Interest (Simple vs. Compound)
Interest is the fee someone pays to be able to borrow money. You can either pay interest on money you borrow (like taking out a loan) or you can make interest on the money you save (like a bank pays you interest on money in your savings account). The rule of 72 tells you how long it take for your money to double.
Simple interest is the amount of interest you earn based on the money in your account. You can earn simple interest with a checking and savings accounts.
Compound interest is interest that's generated from both the money you put into an account and from the interest you make on that money. With compound interest, you earn interest on your interest. Certificate of Deposit accounts only offer compound interest.
Budgeting
Budget Plan: Polaroid Camera and Film
Cost of Camera: $75.00
Cost of Film: $145.00
Total: $220.00It will take me 5 months to save enough money for a Polaroid camera and film.
Deposit vs. Withdrawal
Withdrawal: When money is taken out of a bank account (also known as a 'debit').
Banking
Retail Bank: Offer services like savings and checking accounts, mortgages, personal loans, and credit and debit cards.
Credit Union: Privately owned by its members and a not-for-profit cooperative bank, offer similar services as retail banks, but you have to become a member to join a credit union
Online Bank: Similar to Retail banks, but instead of a physical building, the business is done online
There are many people that do many jobs to keep banks running smoothly.
Branch Manager: Their job is to manage transactions customers make to their accounts like depositing or withdrawing money.
Customer Service Representative: This person's job is to help bank customers with any questions they may have.
Loan Officer: This person advises, evaluates, and signs off on loans to individuals and businesses.
Bank Teller: This person's job is to help with account transactions like depositing or withdrawing money.
Payments
Payment types are what you use to buy an item. There are many different ways to pay for something such as, cash, checks, debit cards, and credit cards.
Credit: A credit card is a payment type that does not automatically draw money from your account. It provides a short-term loan that you can use to make daily purchases. However, if you do not pay your bills on time, you will be charged an extra interest cost. Because your money isn't drawn directly from your checking account, it is possible for you to spend more money than you actually have. You will then be in debt, and this is hard to get out of.
Debit: A debit card is a payment type that allows you to make purchases while the cost of the purchase directly from your checking account. Because of this, it is only possible for you to buy the amount that is in your checking account.
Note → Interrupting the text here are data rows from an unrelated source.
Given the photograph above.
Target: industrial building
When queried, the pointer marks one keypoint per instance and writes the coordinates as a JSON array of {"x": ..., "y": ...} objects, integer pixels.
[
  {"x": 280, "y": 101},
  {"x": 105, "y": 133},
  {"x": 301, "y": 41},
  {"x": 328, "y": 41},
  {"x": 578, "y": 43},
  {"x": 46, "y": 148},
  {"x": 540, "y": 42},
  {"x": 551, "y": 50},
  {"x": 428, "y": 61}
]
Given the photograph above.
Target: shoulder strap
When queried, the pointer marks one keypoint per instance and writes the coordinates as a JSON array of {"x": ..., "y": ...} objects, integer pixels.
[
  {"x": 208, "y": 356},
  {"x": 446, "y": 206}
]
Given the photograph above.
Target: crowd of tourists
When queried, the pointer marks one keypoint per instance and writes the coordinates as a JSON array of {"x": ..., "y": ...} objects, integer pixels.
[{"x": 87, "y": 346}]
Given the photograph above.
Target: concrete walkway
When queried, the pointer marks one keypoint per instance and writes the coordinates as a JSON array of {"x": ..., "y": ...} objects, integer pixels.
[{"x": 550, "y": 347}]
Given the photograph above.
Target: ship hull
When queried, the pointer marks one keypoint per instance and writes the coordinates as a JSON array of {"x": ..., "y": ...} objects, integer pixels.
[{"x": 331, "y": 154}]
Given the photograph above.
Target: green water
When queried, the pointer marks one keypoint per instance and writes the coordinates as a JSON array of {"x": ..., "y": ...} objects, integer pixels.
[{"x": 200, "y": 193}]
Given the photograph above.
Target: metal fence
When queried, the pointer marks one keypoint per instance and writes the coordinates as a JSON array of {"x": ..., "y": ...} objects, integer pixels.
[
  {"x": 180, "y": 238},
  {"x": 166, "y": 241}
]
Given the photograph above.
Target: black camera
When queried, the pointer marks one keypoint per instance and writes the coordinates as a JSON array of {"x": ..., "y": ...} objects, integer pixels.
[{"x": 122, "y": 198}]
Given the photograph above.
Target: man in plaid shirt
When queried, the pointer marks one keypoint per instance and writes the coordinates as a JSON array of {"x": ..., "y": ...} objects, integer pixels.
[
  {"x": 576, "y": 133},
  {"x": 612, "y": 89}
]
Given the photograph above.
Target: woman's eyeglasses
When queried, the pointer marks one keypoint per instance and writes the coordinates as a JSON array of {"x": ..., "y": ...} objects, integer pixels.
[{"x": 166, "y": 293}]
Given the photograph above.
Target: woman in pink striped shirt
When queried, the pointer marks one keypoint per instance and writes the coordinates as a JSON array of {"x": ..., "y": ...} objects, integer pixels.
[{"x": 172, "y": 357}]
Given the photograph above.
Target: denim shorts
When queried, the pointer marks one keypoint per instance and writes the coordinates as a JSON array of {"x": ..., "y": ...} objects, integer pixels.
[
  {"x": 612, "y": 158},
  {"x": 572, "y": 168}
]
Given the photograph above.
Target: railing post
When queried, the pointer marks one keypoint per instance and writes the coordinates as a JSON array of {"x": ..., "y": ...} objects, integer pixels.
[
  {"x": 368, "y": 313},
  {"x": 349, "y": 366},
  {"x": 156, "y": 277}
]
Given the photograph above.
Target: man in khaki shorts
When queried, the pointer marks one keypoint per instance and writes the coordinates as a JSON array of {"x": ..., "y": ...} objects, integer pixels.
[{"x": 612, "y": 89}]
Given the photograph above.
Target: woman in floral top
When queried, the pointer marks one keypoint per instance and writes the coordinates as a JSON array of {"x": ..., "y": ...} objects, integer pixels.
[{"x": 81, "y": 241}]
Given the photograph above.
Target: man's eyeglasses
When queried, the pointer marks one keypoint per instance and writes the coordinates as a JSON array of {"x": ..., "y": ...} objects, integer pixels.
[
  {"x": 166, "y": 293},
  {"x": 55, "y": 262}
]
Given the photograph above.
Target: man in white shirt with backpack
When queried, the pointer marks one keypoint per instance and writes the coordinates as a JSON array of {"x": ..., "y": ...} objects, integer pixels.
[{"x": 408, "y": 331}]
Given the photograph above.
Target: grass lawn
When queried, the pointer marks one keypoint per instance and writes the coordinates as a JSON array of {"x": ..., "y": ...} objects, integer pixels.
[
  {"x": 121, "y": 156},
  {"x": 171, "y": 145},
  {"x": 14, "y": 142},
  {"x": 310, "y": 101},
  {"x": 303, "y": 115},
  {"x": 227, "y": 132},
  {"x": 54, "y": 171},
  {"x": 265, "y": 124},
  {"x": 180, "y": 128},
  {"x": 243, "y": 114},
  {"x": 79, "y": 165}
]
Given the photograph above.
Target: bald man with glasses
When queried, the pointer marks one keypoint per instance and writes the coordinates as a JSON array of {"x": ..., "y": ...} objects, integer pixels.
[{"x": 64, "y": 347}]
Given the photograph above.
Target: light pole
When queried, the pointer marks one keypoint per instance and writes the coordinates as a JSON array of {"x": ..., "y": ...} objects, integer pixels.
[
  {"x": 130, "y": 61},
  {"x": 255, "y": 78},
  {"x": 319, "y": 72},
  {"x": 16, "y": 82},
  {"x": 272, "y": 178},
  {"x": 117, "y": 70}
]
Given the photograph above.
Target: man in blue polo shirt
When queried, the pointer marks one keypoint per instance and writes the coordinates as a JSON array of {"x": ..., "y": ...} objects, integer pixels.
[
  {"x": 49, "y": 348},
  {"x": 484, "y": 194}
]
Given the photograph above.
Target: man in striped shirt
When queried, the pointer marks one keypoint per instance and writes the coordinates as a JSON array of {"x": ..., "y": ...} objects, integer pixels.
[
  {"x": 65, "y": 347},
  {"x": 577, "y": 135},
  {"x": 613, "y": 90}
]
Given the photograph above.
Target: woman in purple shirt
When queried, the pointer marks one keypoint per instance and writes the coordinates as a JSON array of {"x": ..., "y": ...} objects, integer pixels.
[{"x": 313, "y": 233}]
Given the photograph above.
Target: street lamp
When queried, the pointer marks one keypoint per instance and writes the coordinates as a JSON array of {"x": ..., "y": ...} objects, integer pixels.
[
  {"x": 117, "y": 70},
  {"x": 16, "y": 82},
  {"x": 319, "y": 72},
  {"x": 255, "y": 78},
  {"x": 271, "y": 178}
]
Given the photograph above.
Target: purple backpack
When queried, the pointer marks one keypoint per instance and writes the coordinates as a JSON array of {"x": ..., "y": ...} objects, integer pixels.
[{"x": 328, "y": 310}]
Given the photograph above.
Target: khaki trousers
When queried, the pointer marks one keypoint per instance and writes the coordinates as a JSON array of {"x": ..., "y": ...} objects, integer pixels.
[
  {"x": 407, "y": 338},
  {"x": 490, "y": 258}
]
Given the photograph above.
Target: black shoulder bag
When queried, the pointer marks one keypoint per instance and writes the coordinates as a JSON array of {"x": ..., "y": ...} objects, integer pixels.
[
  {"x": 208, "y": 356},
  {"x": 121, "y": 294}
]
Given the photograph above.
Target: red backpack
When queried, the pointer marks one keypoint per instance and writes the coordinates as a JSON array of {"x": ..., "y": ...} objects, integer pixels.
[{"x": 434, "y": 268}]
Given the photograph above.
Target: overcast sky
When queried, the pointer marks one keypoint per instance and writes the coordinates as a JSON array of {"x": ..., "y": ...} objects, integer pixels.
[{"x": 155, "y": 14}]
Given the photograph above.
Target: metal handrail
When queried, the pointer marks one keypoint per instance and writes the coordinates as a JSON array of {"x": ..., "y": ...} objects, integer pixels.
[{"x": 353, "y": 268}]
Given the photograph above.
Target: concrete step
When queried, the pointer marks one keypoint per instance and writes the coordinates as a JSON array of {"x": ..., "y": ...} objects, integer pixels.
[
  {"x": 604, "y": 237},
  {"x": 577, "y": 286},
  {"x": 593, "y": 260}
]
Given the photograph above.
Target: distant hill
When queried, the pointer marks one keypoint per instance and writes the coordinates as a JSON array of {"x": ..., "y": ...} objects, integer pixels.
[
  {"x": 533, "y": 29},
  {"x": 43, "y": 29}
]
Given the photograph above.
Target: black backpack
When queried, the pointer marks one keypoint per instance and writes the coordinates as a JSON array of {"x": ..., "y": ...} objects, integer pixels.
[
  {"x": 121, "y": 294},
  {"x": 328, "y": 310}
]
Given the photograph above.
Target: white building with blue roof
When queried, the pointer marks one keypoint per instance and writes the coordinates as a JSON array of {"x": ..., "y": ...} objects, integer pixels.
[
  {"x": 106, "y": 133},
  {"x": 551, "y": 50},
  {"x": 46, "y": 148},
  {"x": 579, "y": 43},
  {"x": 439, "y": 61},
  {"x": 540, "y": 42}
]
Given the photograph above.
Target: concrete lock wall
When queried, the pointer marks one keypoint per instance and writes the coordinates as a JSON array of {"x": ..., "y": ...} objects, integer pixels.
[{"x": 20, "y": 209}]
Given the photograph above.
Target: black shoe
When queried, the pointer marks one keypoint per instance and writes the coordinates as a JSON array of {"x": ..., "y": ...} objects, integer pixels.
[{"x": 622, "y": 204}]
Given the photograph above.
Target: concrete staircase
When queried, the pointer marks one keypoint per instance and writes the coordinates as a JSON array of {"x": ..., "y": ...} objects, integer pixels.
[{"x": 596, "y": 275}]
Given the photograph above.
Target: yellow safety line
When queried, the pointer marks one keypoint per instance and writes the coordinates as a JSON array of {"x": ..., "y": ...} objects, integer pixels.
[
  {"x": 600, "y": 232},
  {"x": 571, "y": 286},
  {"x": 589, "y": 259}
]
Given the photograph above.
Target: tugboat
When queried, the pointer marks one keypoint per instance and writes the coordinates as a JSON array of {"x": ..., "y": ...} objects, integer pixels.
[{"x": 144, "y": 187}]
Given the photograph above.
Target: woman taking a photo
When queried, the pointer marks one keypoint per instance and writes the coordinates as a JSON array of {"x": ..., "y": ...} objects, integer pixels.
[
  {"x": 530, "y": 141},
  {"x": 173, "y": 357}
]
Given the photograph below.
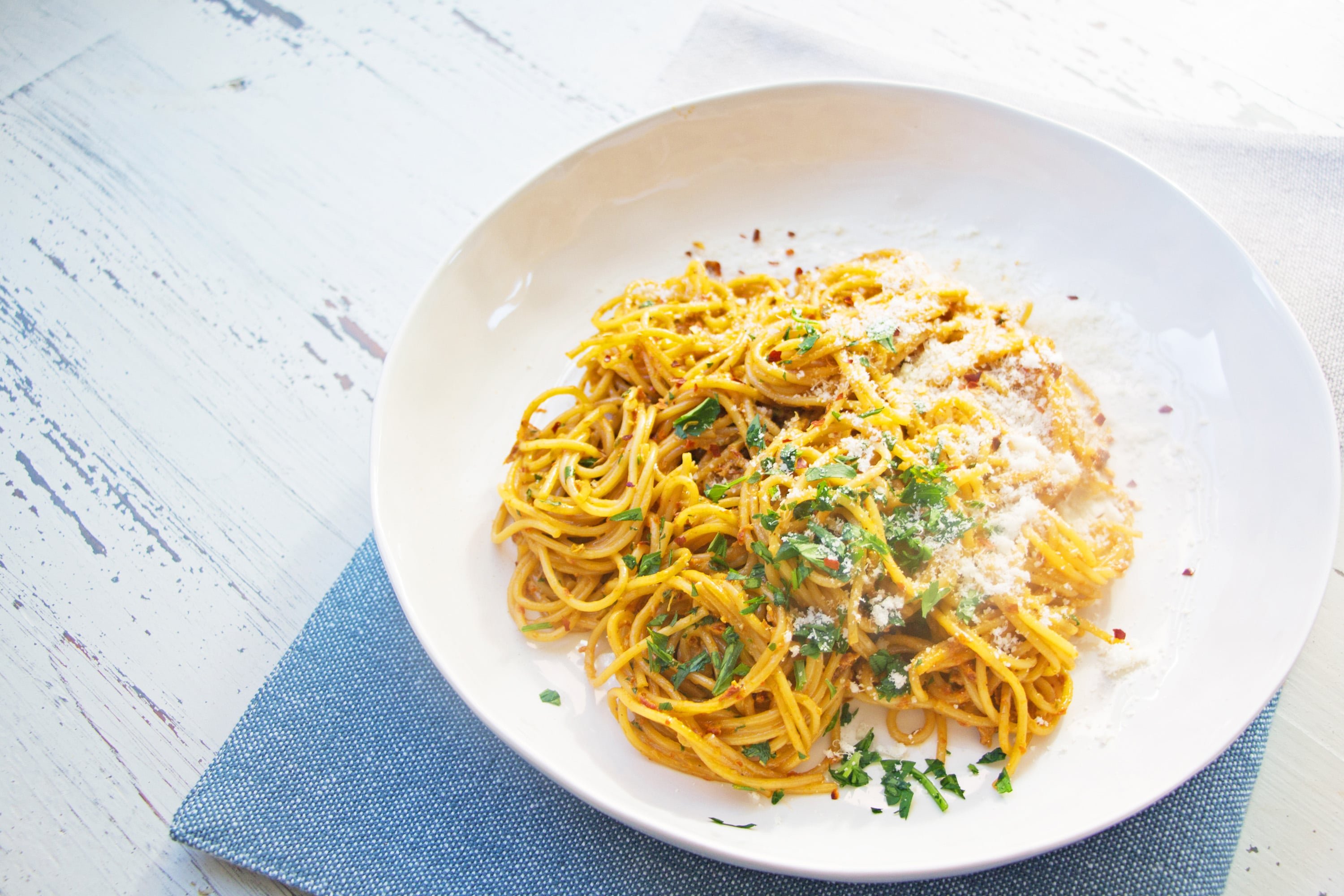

Payment History: A history of the payments you have made on things you buy affects your credit score. Things such as whether or not you pay your bills on time, whether or not you always pay at least the minimum amount (etc) can alter whether or not you have a good credit score.
Credit Examples (Good vs. Bad)
Good Credit Score: In order to have a good credit score, one should be paying bills on time. Also, if a person has a good credit score, they are offered higher loan terms, and a lower interest rate (considered low risk). Good credit scores range from 700-850.
Bad Credit Score: In order to have a bad credit score, one could be maxing out credit cards, and, because of this, they may not qualify for a loan. Banks may also offer higher interest rate because you may be considered a high risk. Bad credit scores range from 350-600.
Top 10 Financial Tips
- Make sure you know how much money you have in order to stay away from debt.
- Borrow DVD's or books from a library instead of buying them.
- Try to bring lunch from home rather than buying it.
- Don't go out to movies/dinner as much if it isn't necessary.
- Try to create a savings plan and stick to that plan.
- If you have supplies or clothes that are still in good quality, reuse them.
- Listen to the radio or music streaming websites instead of buying songs.
- Spend less money that you earn so you will have enough for an emergency (rainy day cash).
- Take care of your belongings so they will last longer.
- Be smart with what you want to buy or are trying to buy. Decide if it is really worth it.